Now Marius Wernig at the Stanford University school of medicine, US, one of the researchers involved in that breakthrough, and his co-workers have discovered something equally startling. They find that a trio of three other transcription factors will convert fibroblasts not to iPS cells but directly to a quite different cell type: neurones.3 The researchers sifted through 19 genes expressed specifically in neurones to identify what proved to be just three that were sufficient to bring about the change in cell lineage. The induced neurones will behave much like normal ones, generating the nerve impulses called action potentials and forming working synapses. In other words, we can make skin become brain; moulding a body suddenly appears to be a kind of sophisticated cookery. It is never too late, perhaps, for cells to have a career change. 

What lies behind the specialisation of cells and its reversal? Genes may become silenced by chemical modification, in particular by affixing methyl groups to the DNA bases. This is an example of an epigenetic process, where changes in an organism’s phenotype are caused without modifying its genomic sequence (see Chemistry World, May 2008, p50).  

There is now a global effort - the Human Epigenome Project - to identify the patterns and effects of DNA-methylation processes in the human genome.

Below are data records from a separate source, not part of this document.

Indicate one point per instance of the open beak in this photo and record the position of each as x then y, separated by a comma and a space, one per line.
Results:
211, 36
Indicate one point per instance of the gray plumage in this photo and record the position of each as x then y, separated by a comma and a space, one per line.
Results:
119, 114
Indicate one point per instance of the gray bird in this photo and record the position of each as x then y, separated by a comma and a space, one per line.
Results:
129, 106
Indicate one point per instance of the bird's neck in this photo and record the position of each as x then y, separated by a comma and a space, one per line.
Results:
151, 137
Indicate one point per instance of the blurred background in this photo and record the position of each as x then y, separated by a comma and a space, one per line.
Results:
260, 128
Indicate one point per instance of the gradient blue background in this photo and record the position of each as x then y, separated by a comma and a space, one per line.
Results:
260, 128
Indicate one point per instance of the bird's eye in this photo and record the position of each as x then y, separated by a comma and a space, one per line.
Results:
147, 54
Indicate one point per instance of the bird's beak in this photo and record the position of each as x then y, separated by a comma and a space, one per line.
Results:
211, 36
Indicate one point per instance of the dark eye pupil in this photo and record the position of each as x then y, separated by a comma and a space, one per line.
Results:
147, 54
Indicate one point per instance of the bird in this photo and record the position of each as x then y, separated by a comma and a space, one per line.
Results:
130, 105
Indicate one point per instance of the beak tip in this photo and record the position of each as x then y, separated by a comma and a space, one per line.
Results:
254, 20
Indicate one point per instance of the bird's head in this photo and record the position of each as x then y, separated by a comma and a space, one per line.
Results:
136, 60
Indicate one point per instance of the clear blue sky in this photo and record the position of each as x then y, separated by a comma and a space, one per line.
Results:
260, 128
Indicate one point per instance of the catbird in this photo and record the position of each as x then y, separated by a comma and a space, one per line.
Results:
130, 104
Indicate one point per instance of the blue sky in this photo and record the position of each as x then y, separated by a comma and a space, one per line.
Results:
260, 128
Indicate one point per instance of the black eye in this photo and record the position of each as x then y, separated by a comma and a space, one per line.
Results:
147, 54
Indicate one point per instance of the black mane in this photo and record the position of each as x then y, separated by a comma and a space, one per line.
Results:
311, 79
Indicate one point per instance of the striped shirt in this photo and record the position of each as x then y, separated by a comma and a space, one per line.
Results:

Very recently, two teams have shown that a demethylating agent called AID (activation-induced cytidine deaminase) is essential for reprogramming human cells towards pluripotency.4,5

But that’s just the start of the story. Ultimately the deactivation of genes that takes place during differentiation seems connected to the way genes are packaged in the DNA-protein composite called chromatin that constitutes the chromosomes. In other words, there are covalent, steric and supramolecular chemical factors that determine why cells acquire specific fates. Only by cracking that story, and not simply by reading genomes, will we start to understand what makes a human.